New Delhi: Astronomers have successfully identified 24 "Hot Earth" star systems where the exoplanets are isolated from other planets, as per a new study.
To identify 'Hot Earth' exoplanets, researchers from NASA Ames Research Center, the SETI Institute and the University of Nevada, began with a large set of possible star system candidates, and they reduced the number to 24 by focusing on those that were not in close contact with other planets.
In the study, the team of researchers focused on near Earth-size planets that orbit very close to their star - so close that it would take just two days for them to make the trip.

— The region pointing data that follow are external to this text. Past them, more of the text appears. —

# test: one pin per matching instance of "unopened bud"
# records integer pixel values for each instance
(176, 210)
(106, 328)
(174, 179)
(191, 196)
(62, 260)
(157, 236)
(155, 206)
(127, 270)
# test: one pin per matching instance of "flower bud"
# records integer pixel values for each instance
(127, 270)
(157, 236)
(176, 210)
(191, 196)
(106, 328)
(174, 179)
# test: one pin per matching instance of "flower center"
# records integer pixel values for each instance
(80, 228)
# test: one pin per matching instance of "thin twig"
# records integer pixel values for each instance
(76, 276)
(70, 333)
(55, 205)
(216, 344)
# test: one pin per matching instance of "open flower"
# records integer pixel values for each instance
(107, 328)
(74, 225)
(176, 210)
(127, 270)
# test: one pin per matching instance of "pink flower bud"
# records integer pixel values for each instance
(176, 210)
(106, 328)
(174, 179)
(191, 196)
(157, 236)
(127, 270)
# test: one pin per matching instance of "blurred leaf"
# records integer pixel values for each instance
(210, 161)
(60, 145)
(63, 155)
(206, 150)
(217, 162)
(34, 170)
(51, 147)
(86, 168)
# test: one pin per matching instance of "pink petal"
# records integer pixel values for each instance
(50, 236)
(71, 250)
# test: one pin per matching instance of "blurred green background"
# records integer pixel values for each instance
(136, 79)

They began their search on a part of the sky captured by Kepler that had over 3000 known planet candidates in it. From there, they reduced it to 144 planets by excluding systems that clearly had more than one planet, and then finally trimmed it down to just 24 by including only those that had hot Earths.
Their findings revealed that approximately one of every six hot Earths has no nearby companion.
The researchers also believe that the solitary hot Earths they found might have companions but not within Kepler's line of sight, making them appear unaccompanied.
Hot Earths are Earth-sized exoplanets that exist close to their stars, making them unlikely to support life. This is because most of hot Earths do not rotate, instead, one side always faces the sun. This means one side would be too hot for life to exist while the other side would be too cold, as per Phys.Org.
The researchers believe that their findings would help them understand the origin of hot Earth exoplanets even as some theories suggest they are the remnants of hot Jupiter planets that have lost their atmospheres due to the strong pull from their nearby stars.